Local Aboriginal people have been involved with the design and artworks on site, which reflect the colours of the ochres. Gubur Dhaura is a success story, where a site of Aboriginal cultural significance has been exempt from suburban development and made into a wonderful community park with artful interpretation to reveal the layers of history.
How to get there?
From Gungaderra go straight at the traffic lights into Manning Clark Crescent. Take the first fight into Henry Kendall and the first left into Diane Barwick Street.
From the Visitors Centre return north on Northbourne Avenue.

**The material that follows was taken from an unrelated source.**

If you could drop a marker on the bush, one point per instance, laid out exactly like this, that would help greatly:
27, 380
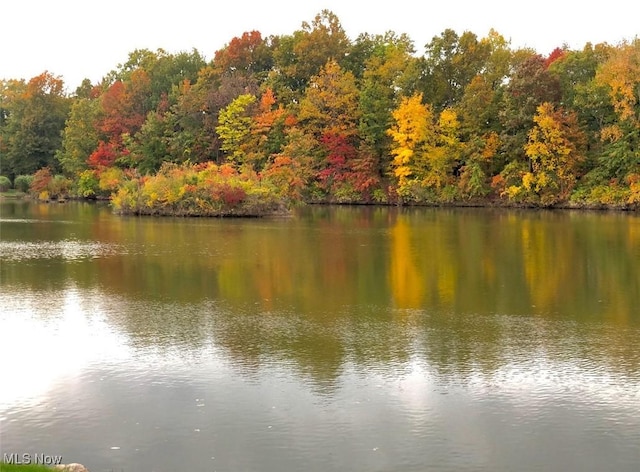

After 6.5km turn left at Flemington Road and continue 4.5 km turning left into Manning Clark Crescent.
Why is this interesting?
Gubur Dhaura is the Ngunnawal name for ‘ochre ground’. In the past the Ngunnawal people invited other tribal groups here to acquire ochre for ceremonies, trade and other purposes.
Early European settlers were also drawn here for its geological features, namely iron ore, gold and kaolin (pipeclay). The kaolin was extracted for local whitewashing of houses and used by the Canberra Brickworks.
The site, which covers about 6 hectares, is elevated giving a scenic vista that allows a visual panorama of all major mountains and mountain ranges in the Gungahlin basin. The site also forms an integral part of the cultural significance to the Ngunnawal people.